Educational Arduino Clock Uses Analog Meters For Display

When it comes to educational electronic projects, it’s hard to go past building a clock. You learn tons about everything from circuit concepts and assembly skills to insights about the very nature of time itself. And you get a clock at the end of it! [hamblin.joe] wanted to do a simple project for kids along these lines, so whipped up a neat design using analog meters to display the time.

The build relies on that old stalwart, the Arduino Uno, to run the show. It’s hooked up to a DS3231 real-time clock module so it can keep accurate time for long periods, as is befitting a clock. Displaying the time is done via the use of two analog meters, each fitted with a custom backing card. One displays hours, the other, minutes. The analog meters are simply driven by the PWM outputs of the Arduino.

It’s not a hugely complex project, but it teaches so much. It provides an opportunity to educate the builders about real-time clocks, microcontroller programming, and even the concepts behind pulse width modulation. To say nothing of the physical skills, like learning to solder or how to assemble the laser-cut enclosure. Ultimately, it looks like a really great way for [hamblin.joe] and his students to dive into the world of modern electronics.

13 thoughts on “Educational Arduino Clock Uses Analog Meters For Display

  1. Whenever I do anything with clocks or 7 segment displays I get accused of making a bomb.

    I’m thinking I should buy some craft supplies and make a clock that looks like a…

    But then I remember somebody would report me and I’d have the cops busting down my door for a clock.

    1. Each of those is a different twist on the idea. I have no problem with seeing another.

      Did you stop playing FPS games because everything after Wolfenstein was just repeating the same thing?

      Bet you are fun at hackathons…

    1. Solar-based optical hour detection is employed.

      To wit, look outside. Is dark? Is 10 AM. Is light? Is 10PM.

      Yes, fails seasonally, and towards Arctic Circle. Not point of this clock. Real clocks have network connection for ntp, or multiple local sources to be stratum 1 ntp servers. But this is still fun.

    2. Needs another meter for that Roman gift that keeps on giving headaches for some and it’s holdover into counting and math.
      This is the only 0 to 12 hour “dial” I’ve ever seen. It should start with 12 and end with 12 as well. That may not make sense but so with Roman numbering not having zero.

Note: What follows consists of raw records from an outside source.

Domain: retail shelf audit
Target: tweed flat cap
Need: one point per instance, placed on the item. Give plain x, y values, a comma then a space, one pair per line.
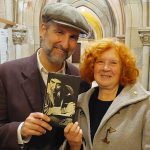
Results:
65, 14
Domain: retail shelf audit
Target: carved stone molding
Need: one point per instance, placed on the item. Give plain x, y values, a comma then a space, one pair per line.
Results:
19, 34
144, 34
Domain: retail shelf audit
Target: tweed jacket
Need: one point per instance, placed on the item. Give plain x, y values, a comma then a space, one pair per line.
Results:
21, 93
126, 124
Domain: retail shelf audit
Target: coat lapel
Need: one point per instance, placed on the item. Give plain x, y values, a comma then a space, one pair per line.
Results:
32, 84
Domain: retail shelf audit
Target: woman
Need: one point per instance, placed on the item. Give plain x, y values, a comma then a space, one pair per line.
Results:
115, 115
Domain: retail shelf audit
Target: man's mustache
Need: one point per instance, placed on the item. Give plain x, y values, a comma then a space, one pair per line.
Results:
61, 48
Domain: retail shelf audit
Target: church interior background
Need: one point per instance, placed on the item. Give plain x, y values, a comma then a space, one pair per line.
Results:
127, 21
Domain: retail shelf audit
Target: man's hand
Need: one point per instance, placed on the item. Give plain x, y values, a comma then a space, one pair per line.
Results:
70, 109
35, 124
73, 134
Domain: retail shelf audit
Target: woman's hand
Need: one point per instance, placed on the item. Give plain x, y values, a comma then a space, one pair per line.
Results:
73, 134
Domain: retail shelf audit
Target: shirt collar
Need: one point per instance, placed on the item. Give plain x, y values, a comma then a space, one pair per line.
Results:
42, 69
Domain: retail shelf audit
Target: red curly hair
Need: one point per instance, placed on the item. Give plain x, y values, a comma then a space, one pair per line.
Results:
129, 72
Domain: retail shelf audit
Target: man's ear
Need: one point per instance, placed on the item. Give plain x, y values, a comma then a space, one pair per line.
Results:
42, 30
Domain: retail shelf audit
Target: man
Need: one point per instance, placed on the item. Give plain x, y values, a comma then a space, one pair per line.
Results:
22, 82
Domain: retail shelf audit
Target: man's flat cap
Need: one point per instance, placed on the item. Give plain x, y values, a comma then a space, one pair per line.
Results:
65, 14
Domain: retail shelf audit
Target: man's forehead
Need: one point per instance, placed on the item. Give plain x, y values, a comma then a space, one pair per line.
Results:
66, 28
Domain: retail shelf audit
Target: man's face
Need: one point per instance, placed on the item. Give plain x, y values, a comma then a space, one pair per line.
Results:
58, 42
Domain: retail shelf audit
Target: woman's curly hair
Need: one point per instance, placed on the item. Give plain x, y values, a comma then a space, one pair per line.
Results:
129, 72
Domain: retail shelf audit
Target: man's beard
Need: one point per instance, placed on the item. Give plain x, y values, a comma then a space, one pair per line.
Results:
51, 56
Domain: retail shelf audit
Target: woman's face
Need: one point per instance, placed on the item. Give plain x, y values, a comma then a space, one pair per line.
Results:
107, 69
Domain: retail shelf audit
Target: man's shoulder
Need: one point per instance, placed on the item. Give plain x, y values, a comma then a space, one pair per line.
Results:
17, 63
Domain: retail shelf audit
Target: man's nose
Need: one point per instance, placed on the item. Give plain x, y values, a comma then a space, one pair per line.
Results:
65, 42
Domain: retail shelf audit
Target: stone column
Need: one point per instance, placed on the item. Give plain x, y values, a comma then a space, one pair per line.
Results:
145, 38
18, 36
120, 38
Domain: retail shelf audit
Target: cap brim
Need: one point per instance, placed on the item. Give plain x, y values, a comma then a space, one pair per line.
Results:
70, 25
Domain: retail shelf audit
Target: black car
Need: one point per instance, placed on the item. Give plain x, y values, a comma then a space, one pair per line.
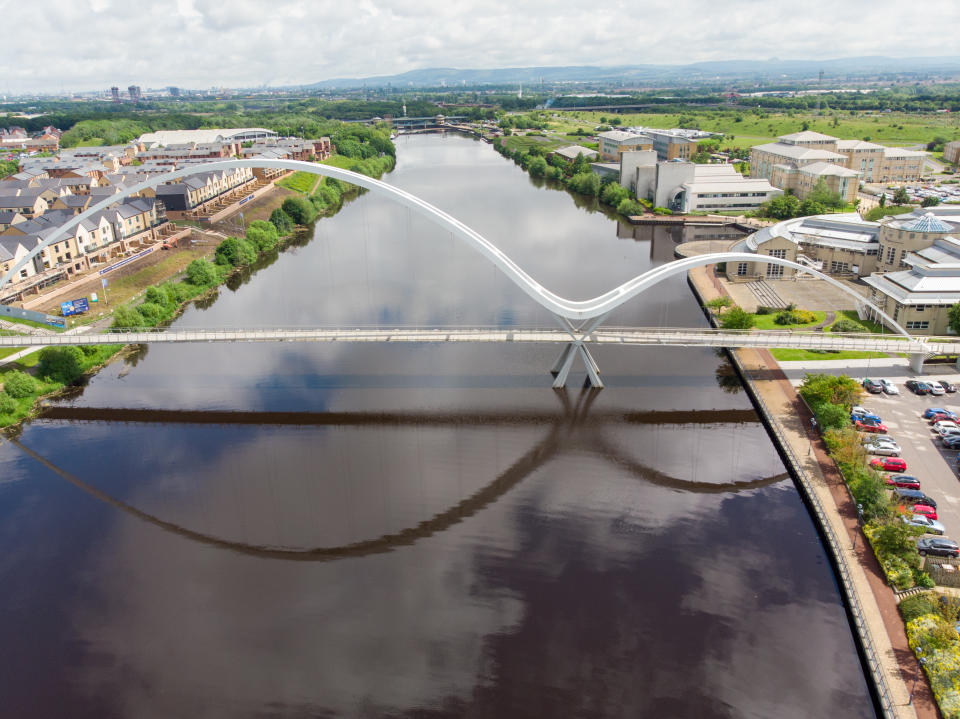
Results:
938, 546
913, 496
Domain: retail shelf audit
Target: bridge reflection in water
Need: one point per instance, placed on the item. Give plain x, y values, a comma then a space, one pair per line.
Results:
566, 431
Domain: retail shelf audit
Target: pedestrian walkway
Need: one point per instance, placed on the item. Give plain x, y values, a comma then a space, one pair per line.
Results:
877, 601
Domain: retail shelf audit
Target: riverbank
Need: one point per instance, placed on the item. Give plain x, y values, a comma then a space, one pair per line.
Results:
870, 602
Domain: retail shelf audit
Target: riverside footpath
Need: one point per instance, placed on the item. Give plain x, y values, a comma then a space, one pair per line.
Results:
870, 601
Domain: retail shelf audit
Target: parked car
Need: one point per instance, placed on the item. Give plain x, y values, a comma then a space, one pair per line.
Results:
939, 546
914, 496
888, 449
870, 427
931, 526
926, 510
904, 481
889, 464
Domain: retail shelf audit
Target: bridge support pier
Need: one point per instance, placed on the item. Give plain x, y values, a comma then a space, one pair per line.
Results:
916, 362
561, 368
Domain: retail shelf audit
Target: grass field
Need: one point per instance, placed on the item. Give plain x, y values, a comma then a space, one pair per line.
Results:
783, 354
895, 129
766, 322
299, 182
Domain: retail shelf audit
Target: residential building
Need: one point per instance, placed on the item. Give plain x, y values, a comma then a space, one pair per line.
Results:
951, 152
615, 142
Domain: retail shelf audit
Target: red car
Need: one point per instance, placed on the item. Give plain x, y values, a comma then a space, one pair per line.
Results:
905, 481
889, 464
925, 510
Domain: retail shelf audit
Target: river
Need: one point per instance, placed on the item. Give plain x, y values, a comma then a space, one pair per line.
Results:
419, 531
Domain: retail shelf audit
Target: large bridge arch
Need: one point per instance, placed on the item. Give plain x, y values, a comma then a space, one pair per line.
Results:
589, 314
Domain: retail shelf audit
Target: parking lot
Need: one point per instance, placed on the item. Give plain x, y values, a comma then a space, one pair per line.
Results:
926, 458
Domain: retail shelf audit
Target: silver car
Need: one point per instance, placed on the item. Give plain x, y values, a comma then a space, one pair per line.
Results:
930, 526
887, 449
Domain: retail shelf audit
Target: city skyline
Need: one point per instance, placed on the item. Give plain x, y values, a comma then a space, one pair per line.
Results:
199, 44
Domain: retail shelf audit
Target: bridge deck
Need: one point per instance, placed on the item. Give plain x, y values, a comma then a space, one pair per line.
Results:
627, 336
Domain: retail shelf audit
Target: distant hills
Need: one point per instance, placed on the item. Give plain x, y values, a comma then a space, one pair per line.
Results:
726, 70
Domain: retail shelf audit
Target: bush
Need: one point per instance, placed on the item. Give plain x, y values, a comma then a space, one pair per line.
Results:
281, 220
736, 318
202, 273
262, 235
61, 364
916, 606
795, 317
236, 252
844, 324
299, 210
19, 385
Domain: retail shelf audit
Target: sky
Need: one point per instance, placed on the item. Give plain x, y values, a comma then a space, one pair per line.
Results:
77, 45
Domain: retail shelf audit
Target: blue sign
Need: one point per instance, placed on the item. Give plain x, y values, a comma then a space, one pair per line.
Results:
75, 307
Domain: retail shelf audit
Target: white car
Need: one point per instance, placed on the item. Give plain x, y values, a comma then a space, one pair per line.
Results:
887, 449
931, 526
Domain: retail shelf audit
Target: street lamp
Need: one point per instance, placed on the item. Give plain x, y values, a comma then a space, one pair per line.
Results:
920, 662
856, 532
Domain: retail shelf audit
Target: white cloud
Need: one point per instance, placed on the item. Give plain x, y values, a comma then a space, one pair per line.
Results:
199, 43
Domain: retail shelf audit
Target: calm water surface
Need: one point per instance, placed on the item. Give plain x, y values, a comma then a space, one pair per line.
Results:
425, 531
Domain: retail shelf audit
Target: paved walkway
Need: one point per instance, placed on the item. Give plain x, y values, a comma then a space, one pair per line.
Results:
876, 598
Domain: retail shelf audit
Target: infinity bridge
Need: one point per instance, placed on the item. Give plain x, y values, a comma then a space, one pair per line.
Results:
579, 320
623, 336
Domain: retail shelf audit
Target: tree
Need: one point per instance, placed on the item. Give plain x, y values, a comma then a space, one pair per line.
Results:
736, 318
299, 210
201, 273
233, 252
586, 183
537, 167
18, 384
953, 318
61, 364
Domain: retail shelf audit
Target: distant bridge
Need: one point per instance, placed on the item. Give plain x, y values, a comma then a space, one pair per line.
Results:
617, 337
579, 320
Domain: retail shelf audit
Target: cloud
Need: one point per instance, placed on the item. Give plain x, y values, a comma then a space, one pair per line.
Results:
200, 43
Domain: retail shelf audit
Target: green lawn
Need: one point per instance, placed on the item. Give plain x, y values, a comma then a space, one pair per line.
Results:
783, 354
766, 322
299, 181
752, 129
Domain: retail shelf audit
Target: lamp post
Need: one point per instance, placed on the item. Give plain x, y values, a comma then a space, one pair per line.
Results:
856, 532
920, 662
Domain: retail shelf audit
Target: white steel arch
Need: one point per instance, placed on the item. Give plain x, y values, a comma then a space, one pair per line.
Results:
590, 313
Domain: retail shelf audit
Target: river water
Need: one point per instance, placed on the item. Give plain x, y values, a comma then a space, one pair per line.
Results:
296, 530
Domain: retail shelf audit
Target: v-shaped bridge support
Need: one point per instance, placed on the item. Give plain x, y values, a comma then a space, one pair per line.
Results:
579, 335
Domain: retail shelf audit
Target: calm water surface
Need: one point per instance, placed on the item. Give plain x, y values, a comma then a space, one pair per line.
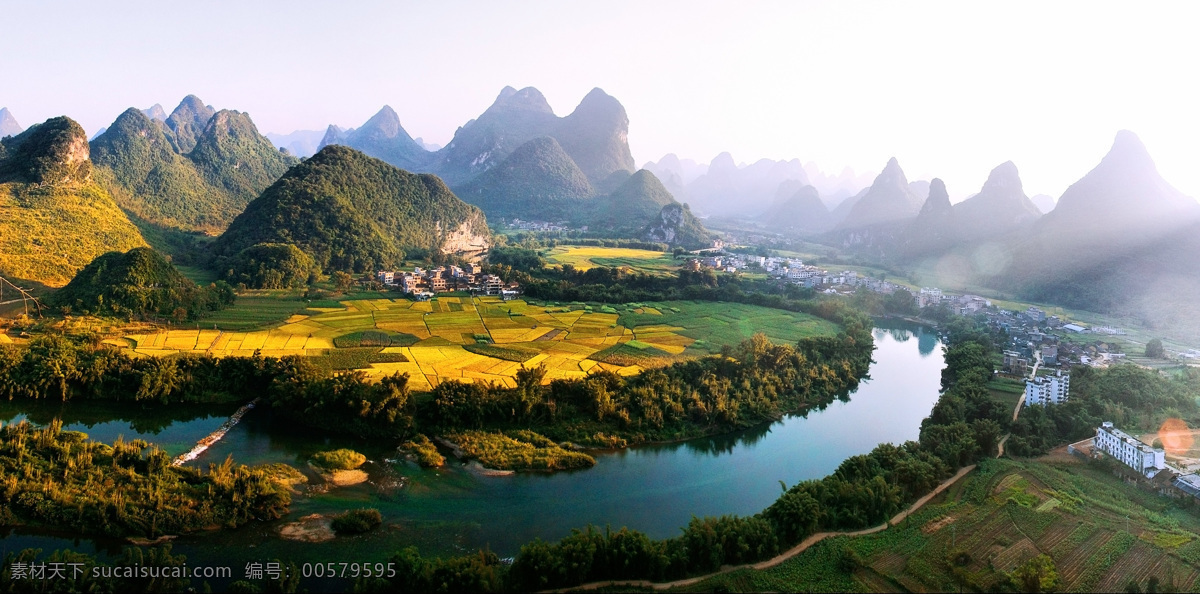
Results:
652, 489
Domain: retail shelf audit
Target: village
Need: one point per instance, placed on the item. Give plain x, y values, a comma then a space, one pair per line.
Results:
424, 283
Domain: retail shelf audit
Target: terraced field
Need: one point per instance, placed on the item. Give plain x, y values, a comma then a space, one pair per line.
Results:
1102, 534
489, 340
586, 257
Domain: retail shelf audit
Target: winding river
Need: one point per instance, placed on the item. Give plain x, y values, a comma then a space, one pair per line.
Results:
652, 489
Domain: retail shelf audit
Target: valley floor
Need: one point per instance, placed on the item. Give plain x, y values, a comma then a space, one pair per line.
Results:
1101, 533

      In a week or two we will screw with our clocks and then will have the sun till 10PM in west Indiana where Pi can change and the sun sets late. Yee Haw!

    3. I talk about 24 hours in the build notes for the project. 24 hours would too cluttered on the meter (display), the other option would be to have a LED (or something) to show AM/PM. I could easy update the laser STL to add this. I challenged the kids with this as “extra credit”. When you do something like this you have to be very aware of how much time everything takes.